1. An indoor high-load suspension structure, characterized in that: The assembly includes a fixed disc (1) and a crossbeam (2). The axis of the fixed disc (1) is vertically oriented. A through-hole is provided at the center of the top of the fixed disc (1). A tapered roller bearing (4) is fixedly mounted on the top of the fixed disc (1). The outer ring of the tapered roller bearing (4) is fixedly connected to the fixed disc (1). A rotating shaft (5) passes through the inner ring of the tapered roller bearing (4) from top to bottom. The bottom end of the rotating shaft (5) passes through the shaft hole and extends to the bottom of the fixed disc (1). The bottom of the fixed disc (1) is provided with an annular groove. The bottom of the rotating shaft (5) is fixedly installed with a crossbeam (2) located below the fixed disc (1). The length direction of the crossbeam (2) is left and right. The top right end of the crossbeam (2) is fixedly installed with a support rod (6). The top of the support rod (6) is provided with a roller (7). The bottom left end of the crossbeam (2) is slidably installed with a slider (8). The slider (8) slides along the length direction of the crossbeam (2). The bottom of the slider (8) is rotatably installed with a hanging rod (9).

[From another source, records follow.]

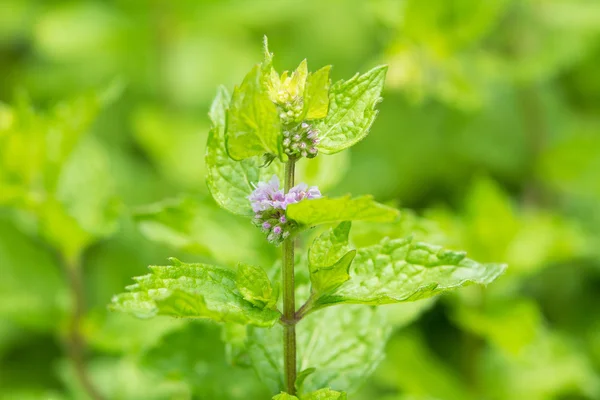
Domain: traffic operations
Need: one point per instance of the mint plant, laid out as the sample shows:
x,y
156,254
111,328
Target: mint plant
x,y
277,318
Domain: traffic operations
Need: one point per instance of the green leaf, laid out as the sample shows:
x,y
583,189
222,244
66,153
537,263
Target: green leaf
x,y
253,126
254,285
325,211
343,344
284,396
230,182
411,366
200,227
195,355
321,394
509,325
325,394
329,259
351,110
192,291
34,292
403,270
324,171
316,94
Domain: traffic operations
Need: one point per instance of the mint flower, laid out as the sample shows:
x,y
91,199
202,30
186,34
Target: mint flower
x,y
269,203
301,140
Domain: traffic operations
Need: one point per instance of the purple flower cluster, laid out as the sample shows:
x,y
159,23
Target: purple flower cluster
x,y
269,203
301,141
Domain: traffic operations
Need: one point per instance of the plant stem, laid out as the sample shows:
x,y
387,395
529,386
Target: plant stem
x,y
75,342
289,297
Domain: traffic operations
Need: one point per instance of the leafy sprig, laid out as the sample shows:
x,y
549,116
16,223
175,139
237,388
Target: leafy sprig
x,y
259,133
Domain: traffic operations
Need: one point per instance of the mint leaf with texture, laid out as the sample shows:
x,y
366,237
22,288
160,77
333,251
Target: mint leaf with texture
x,y
316,94
229,181
192,291
194,355
326,210
329,259
343,344
351,110
403,270
254,285
253,127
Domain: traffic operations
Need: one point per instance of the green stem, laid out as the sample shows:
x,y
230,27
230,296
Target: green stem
x,y
76,345
289,298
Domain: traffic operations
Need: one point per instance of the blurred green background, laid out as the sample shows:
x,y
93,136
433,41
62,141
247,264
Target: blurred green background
x,y
490,129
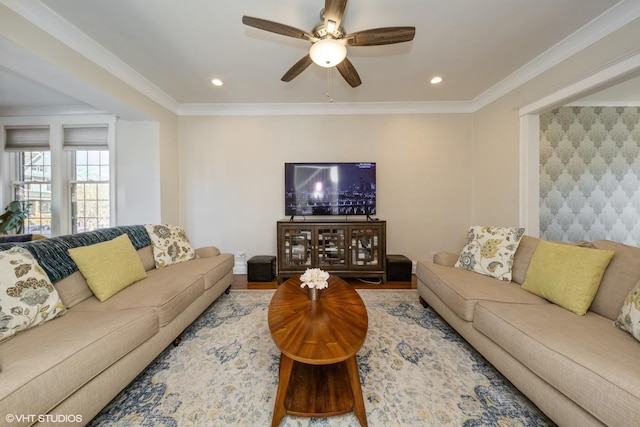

2. The indoor high-load suspension structure according to claim 1, characterized in that: The top of the slider (8) is provided with a left-right through clearance groove, which is used to avoid the bottom end of the crossbeam (2). The front and rear sides of the bottom end of the crossbeam (2) are provided with left-right through sliding grooves. The top of the inner end of the clearance groove is provided with a protrusion corresponding to the sliding groove. The middle of the inner bottom of the clearance groove is provided with a vertical through mounting hole. The mounting hole is a stepped circular hole. The inner top diameter of the mounting hole is larger than the inner bottom diameter. A thrust ball bearing is fixedly installed on the inner top stepped surface of the mounting hole. The top end of the hanger (9) passes through and enters the clearance groove from bottom to top. The top surface of the hanger (9) is in contact with the bottom surface of the crossbeam (2). The top end of the hanger (9) is provided with a circular protrusion. The bottom surface of the circular protrusion is in contact with the top surface of the thrust ball bearing.

3. The indoor high-load suspension structure according to claim 2, characterized in that: The top of the boom (9) is provided with a through hole that runs vertically through it. A ring is fixedly installed at the bottom of the inner end of the through hole. A locking rod (10) is installed vertically inside the through hole. The bottom end of the locking rod (10) is provided with a protrusion located inside the through hole. The bottom end of the locking rod (10) is provided with a threaded surface. The top end of the locking rod (10) is in contact with the bottom end of the crossbeam (2). The inner ring of the ring is provided with a thread.

4. The indoor high-load suspension structure according to claim 1, characterized in that: The top of the roller (7) is located inside the annular groove.

5. The indoor high-load suspension structure according to claim 4, characterized in that: A sealing ring (11) is installed in the annular groove. The sealing ring (11) has a notch at the position corresponding to the top of the roller (7). The sealing ring (11) can rotate freely axially. The bottom end face of the sealing ring (11) is coplanar with the bottom end face of the ring fixing disc (1).